- Born: Мороженко Ніна Миколаївна 13 March 1928 Blagodarnensky District
- Died: 10 July 2009 (aged 81) Kyiv
- Education: Leningrad State University
- Scientific career
- Workplaces: Main Astronomical Observatory of Academy of Science of Ukraine
- Thesis: Spektropofotometricheskiye issledovaniya spokoynykh solnechnykh protuberantsev (1984)

= Nina Morozhenko =

Ukrainian astronomer

Nina Mykolaivna Morozhenko (née Semenova; 13 March 1928, Blagodarne, RSFSR – 10 July 2009, Kyiv) was a Ukrainian astronomer, Doctor of physical and mathematical sciences. Her research considered heliophysics.

== Early life and education ==
Morozhenko studied physics at Saint Petersburg State University. She was a doctoral researcher at Herzen University. Her doctoral research considered the structure and state of calm solar protuberances.

== Research and career ==
After earning her doctorate Morozhenko moved to Kyiv, where she worked at the Main Astronomical Observatory of the National Academy of Sciences of Ukraine. She was made academic secretary in 1962. Morozhenko specialised in heliophysics, with a particular focus on protuberances. Protuberances represent the reddish gaseous substances that are ejected into the corona by the chromosphere. Protuberances can be calm or disruptive, and are very disruptive during solar eclipses. Calm protuberances, which last longer than eruptive ones, can persist for several months.

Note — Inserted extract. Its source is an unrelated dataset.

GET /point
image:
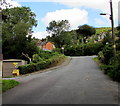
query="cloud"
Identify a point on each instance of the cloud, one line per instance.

Morozhenko studied the heterogeneous structure of protuberances and attempted to understand their spectral features. She used transfer and variable source theories to construct a structurally inhomogeneous model of the solar protuberance. She explained the spectral shape of various protuberances by studying their density and fibrousness.

== Personal life ==
She was a member of the International Astronomical Union.

She died on 10 July 2009 in Kyiv.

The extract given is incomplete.